Raise rates to actively ignore Trump, and the Fed is political; pause rate hikes to appease Trump, the Fed is also political. This line of thinking simply reveals whatever it is someone wants it to say about Fed policy, rendering the argument meaningless.

The Fed’s political independence is also less about how it sets monetary policy than it is about how it interprets the data that inform that policy.

The Fed’s credibility and independence does not hinge on how it responds to the president because it does not have to respond to the president. That is Larry Kudlow’s job. Because unlike Kudlow— who has argued the federal budget deficit is decreasing even though it is not and insists growth will overcome debt increases — the Fed does not have to spin economic data points to fit a preconceived view of any administration’s economic policies.

And it is because of what the incoming data have told the Fed about the economy since its September meeting that the case for not moving next week is being made.

Now, the market is still telling you the Fed is going to move next week.

According to data from the CME Group, there is a roughly 80% chance the Fed will raise rates next week.
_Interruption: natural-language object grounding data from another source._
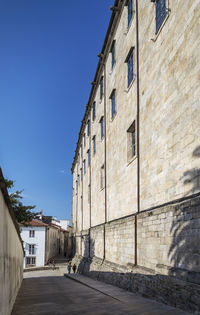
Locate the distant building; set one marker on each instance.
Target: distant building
(42, 242)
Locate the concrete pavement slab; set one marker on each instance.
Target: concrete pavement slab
(49, 293)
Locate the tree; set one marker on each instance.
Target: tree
(22, 213)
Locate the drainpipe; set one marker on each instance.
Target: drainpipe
(105, 159)
(82, 200)
(90, 185)
(137, 126)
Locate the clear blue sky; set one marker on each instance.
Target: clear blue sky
(48, 57)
Which as far as market pricing is concerned means next week is a done deal.

The Fed’s dot plot forecast of rate hikes next year is likely to be the main event. In September, this forecast indicated the FOMC was split between calling for two or three rate hikes in 2019. A downward shift in the dots would likely be the market mover next week if indeed the path of rate hikes is pared down.

As we shift into this new phase for the Fed — a phase where fewer rate increases are being called for by the Fed’s forecast and the end of this rate-hiking cycle comes into view — there will be increasing noise about whether Trump is meddling in the Fed’s affairs. But as is the case with almost all discussions about the president, what you think is going on says more about you than it does about whatever is happening.

So those who intend to argue in the year ahead that the Fed is being pushed around by Trump, or that the Fed is pushing back against Trump, were inclined to think that anyway. And thus miss the mark when it comes to understanding what the Fed is doing and why.